Pour permettre une bonne intégration des élèves en LP, le ministère impose une période spécifique d’accueil et d’intégration. Ce dispositif, qui existe déjà, pourrait se révéler positif s’il n’était pas autant orienté vers l’entreprise (visites d’entreprises, association des établissements avec les organisations patronales locales et autres partenaires extérieurs….).

En amont, les élèves du collège devront être informé-e-s des formations dispensées dans les LP mais aussi dans les CFA par le biais d’une convention de jumelage. Les équipes des différents établissements devront se rapprocher pour favoriser « la continuité pédagogique ». Sur quels moyens, quel temps ? Va-t-on encore créer des coordonnateurs et coordonnatrices payé-e-s en IMP pour assurer ces liaisons collèges-lycées ou cela va-t-il devoir se faire sur notre temps libre, en ajoutant encore des réunions de concertation à nos missions déjà pléthoriques ?
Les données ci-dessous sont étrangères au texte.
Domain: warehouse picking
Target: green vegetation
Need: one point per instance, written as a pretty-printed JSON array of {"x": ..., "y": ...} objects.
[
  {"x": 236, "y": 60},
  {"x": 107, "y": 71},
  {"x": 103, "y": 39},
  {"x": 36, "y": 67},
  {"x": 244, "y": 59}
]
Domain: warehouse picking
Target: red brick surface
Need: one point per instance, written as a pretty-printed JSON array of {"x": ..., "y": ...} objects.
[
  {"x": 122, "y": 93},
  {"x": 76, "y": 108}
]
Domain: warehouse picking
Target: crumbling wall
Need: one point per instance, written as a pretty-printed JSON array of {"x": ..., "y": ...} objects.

Une période de consolidation de l’orientation est aussi créée. En théorie un-e élève pourra changer de formation avant les vacances d’automne. Un entretien sera organisé entre l’équipe pédagogique et tou-te-s les élèves de seconde Bac Pro et de première année de CAP afin de vérifier si l’orientation correspond au projet de chacun-e. En pratique, on ne voit pas comment certaines filières à effectif limité pourront accueillir davantage d’élèves.

Ces nouvelles mesures qui s’appliqueront à la rentrée questionnent également le temps et les moyens alloués pour les mettre en place. On se dirige forcément vers un alourdissement des tâches et des missions des PLP. On comprend mieux la suppression du corps des COP vu qu’on nous attribue leurs missions, qui plus est sans aucune formation. Orienter est un métier ! Et ce n’est pas le nôtre !
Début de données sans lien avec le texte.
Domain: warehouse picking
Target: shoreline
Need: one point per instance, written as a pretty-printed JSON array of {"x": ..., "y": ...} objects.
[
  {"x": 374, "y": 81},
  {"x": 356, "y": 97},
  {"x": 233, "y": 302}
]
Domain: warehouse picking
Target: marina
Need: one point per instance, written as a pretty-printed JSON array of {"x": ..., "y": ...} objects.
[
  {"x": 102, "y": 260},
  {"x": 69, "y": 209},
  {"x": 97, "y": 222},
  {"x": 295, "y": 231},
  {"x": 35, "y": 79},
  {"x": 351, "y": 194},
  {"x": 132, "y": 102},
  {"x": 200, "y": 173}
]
Une période de préparation des PFMP devra aussi être organisée la semaine précédant la première session ou pendant la première semaine de celle-ci, associant l’équipe pédagogique et l’organisme d’accueil. Indépendamment de notre position concernant les PFMP, qui pense sérieusement que les personnels d’entreprise vont venir au lycée quelques jours voire une semaine afin de les préparer ?

Par ailleurs, les CCF (contrôles en cours de formation) organisés en seconde Bac Pro seront abandonnés pour toutes les disciplines. Une réflexion sur le devenir des évaluations en EPS sera même engagée très prochainement.

Enfin, sous la conduite de nos chef-fe-s d’établissement et du corps d’inspection, nous devrons construire un projet pédagogique spécifique qui aura vocation à faire partie intégrante du projet d’établissement... Là, la circulaire est plus floue voire vire à la langue de bois :

- Une circulaire usine à gaz, où se dessine un accroissement notable de notre charge de travail dans des missions diverses et variées, irréalisables à moins qu’on n’augmente le nombre d’enseignant-e-s ;

- Une circulaire usine à gaz qui confirme l’apprentissage comme voie phare de la formation professionnelle ;

- Une circulaire usine à gaz qui donne aux élèves et aux parents une illusion de souplesse et d’ouverture alors que le nombre de places limité dans des filières attractives permettra peu de ré-orientations mais beaucoup de frustration.

SUD éducation dénonce la suppression des sections sous statut scolaire au détriment du développement de l’apprentissage et des sections en parcours mixés et en publics mixtes.
SUD éducation revendique le maintien des CIO et des missions des COP, la diminution des PFMP, la fin de la soumission de l’école à l’entreprise.